Studio 5000 3 floor elevator

[Baconcrunchwrap]

Hey guys ,

I have included a couple attachments here , one of what I was supposed to come up with a program and the program I came up with. Does it look like it will work?

 

[drbitboy]

Hard to say, as that's only four rungs out of at least twenty-one; try printing the whole thing a PDF and posting that.

It looks well put together, not much redundancy or extra complexity.

Per-rung comments would be nice, i.e. the purpose of each rung.

Rungs 0017 and 0018 seem to work well together, closing the door 5s after it opens i.e. after it activates the [open Door Limit Switch].
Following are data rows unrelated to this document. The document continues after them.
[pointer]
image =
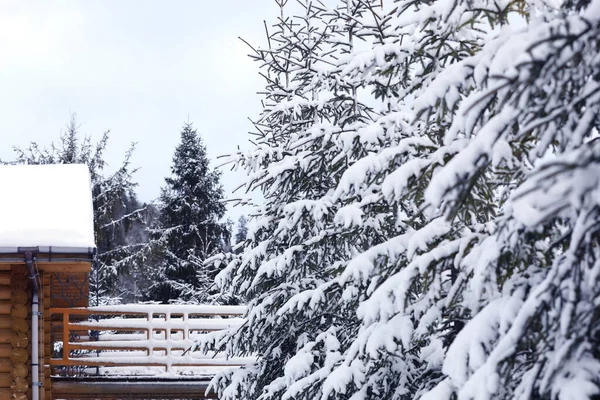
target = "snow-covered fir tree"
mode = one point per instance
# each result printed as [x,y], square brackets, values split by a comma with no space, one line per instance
[188,228]
[444,245]
[118,215]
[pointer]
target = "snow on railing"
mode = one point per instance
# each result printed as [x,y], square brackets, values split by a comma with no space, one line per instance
[140,335]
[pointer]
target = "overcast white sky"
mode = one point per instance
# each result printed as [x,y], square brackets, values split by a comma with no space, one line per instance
[138,68]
On Rung 0017, the [NXB XIC B3:0/12 BND] could be replaced by [NXB XIC T4:0.EN BND], and the [NXB OTE B3/12 BND] could be dropped; that reduces complexity but is not a necessary functional change.

On Rung 0019, it looks like there is a delay [TON T4:1 1.0 10 0] between the door closing and some other event such as starting the motors, but that TON will also start timing when the elevator first arrives, and stops, at any floor.

Are the three Floor PBs the buttons inside the elevator to request the elevator to move to another floor, or are they the external call buttons, one on each floor, to call the elevator?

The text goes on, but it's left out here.